We all know the parable of the Good Samaritan. The priest and the Levite ignore the man lying damaged in the road, only the Samaritan (a member of a despised group) stops to help the wounded man. We are being told that the action of love, not an individual’s status, is the measurement of love.
Fewer perhaps know Boule de Suif, a story by Guy de Maupassant – perhaps his most famous. A coach of French bourgeoisie is escaping from the Hun lines. In their number is Boule de Suif — a prostitute. The other passengers deplore her presence, though they are quite happy to share her food. The Huns capture them: their price for escape is the willingness of Boule de Suif to sleep with them. She refuses, she hates the Huns. The passengers all demand that she should pay this price for their liberty. Under enormous pressure she eventually agrees, and they are released. On the rest of the journey they do not share their food with the prostitute and continue to regard her as dross.
We might imagine that, a few miles, further on, a Hun shell hits the coach: everyone is killed. Now, for the next five minutes, you are God. How will you judge the coach load? Do you favour the bourgeoisie – religiously orthodox and given to correct behaviour? Or do you prefer the whore who, even in her good intention, employs an activity which is evil in itself and directly against the Natural Law.

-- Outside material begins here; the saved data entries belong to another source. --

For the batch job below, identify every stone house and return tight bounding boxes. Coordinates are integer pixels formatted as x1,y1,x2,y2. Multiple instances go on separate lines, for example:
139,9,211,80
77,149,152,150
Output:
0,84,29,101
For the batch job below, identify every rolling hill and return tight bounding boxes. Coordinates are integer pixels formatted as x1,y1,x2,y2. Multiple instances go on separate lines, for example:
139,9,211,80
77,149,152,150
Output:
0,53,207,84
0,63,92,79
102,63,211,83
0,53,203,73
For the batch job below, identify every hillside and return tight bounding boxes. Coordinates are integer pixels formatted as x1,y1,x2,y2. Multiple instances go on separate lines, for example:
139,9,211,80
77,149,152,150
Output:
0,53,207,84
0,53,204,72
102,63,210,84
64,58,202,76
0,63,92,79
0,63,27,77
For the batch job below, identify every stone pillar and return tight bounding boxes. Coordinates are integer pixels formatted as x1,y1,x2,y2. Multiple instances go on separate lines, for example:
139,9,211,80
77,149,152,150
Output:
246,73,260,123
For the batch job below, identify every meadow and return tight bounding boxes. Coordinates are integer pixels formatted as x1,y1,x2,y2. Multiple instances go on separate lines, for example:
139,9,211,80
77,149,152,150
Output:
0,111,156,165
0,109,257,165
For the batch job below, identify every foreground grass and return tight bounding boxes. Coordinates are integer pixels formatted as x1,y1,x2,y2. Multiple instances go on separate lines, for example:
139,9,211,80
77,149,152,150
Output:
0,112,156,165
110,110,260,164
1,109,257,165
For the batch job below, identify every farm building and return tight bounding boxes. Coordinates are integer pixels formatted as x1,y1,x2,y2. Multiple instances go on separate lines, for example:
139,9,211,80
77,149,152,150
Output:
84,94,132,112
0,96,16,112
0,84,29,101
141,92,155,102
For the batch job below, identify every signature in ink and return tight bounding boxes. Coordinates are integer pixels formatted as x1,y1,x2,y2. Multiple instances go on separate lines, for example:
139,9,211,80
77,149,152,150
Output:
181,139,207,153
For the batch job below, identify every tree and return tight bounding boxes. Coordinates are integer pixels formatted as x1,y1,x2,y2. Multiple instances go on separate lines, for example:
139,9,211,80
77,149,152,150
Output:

I am talking about love. On several occasions in the New Testament we are reminded that the Law exists because it is the basis for love. The Ten Commandments, and their extension to the whole web of morality, tell us how we must express our love – through positive and negative choices. And we are continually reminded that to breach the law even if the ultimate intention is loving cannot be excused. To take two obvious examples: first, the Allies’ destruction of civilian towns in WWII; second, a homosexual who enters a committed relationship with another homosexual, and believes it to be marriage.